Right on the money. Markdown is great and doesn't get too crazy with added syntax for every html entity under the sun that you might want to produce.
In the past I've tried using Markdown for all my docs and failed. Sometimes you just need more control and must use something like LaTeX. Other times you just want to write a README or a few paragraphs that may be converted to html -- these uses are Markdown's bread and butter.
The paragraph type in his OCaml program is a compelling reason for why it OCaml is well-suited for writing compilers:
type paragraph =
Normal of par_text
| Pre of string * string option
| Heading of int * par_text
| Quote of paragraph list
| Ulist of paragraph list * paragraph list list
| Olist of paragraph list * paragraph list list
The type definition is stated almost the same as the grammar rule would be.
OCaml is exceptionally well-suited to writing compilers, or
anything dealing with complex structures of tagged data, really. (See, for instance, http://flint.cs.yale.edu/cs421/case-for-ml.html )
It's a neat language. It's got some implementation and usability quirks, and it seems to have a rather small / quiet community (so there aren't many books, though this one is quite good, IMHO: http://caml.inria.fr/pub/docs/oreilly-book/ ), but it's worth a look.
I've been reading through The Objective Caml Tutorial, http://www.ocaml-tutorial.org/, but I've yet had an opportunity to implement anything with OCaml.

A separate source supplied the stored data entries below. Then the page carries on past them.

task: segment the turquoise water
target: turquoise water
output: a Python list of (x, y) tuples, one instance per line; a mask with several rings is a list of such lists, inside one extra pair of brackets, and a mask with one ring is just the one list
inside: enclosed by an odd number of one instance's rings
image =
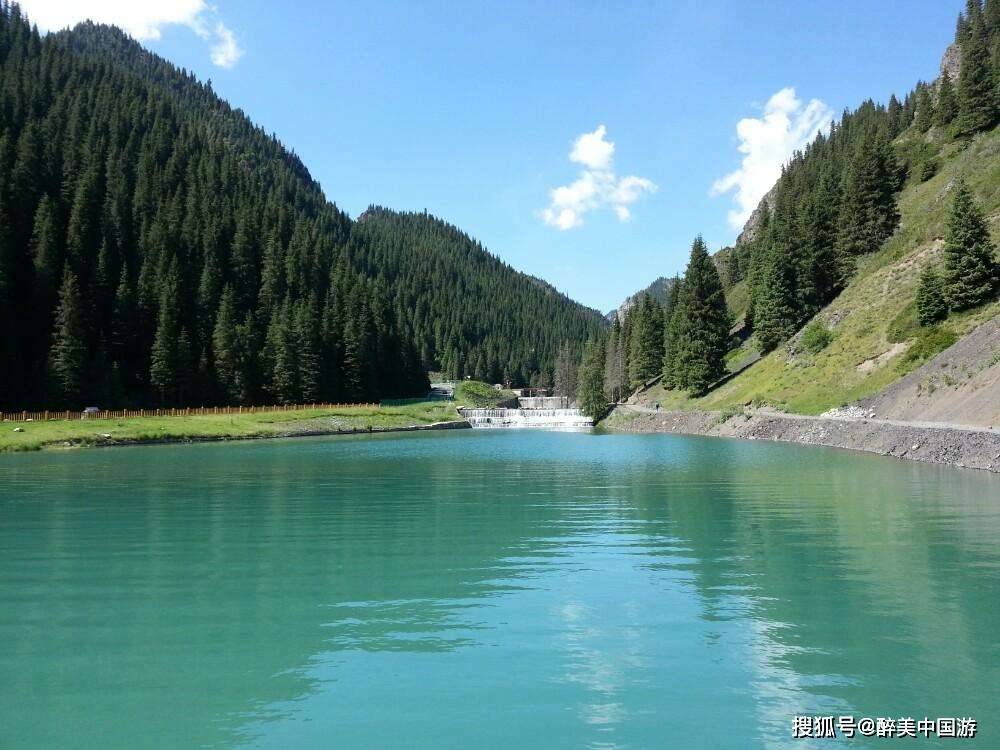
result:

I've actually that essay already about how OCaml is good for compilers, but it really struck me with this example.
...and the OCaml version is a tenth as many lines of code as the C, and a quarter as many as Python, Ruby, and Perl. Also, it uses only a seventh more memory than the C version.
For what it's worth, the OCaml version is a markup processor of the author's design, and not exactly Markdown-compatible. He argues that it's close enough for benchmarking purposes, though. (I agree.)
The point of Markdown isn't to create a super-flexible text2html replacement. The point of Markdown is to come up with rules that match the way people write existing email/Usenet messages as closely as possible. Any time you add a semantic to the format --- like !-headers --- that are virtually never used in email or Usenet, you might as well go all the way off the reservation and implement Textile. I hear Textile does tables, too; I'm sure someone's got an implementation that will generate HTML FORM tags as well. Knock yourself out!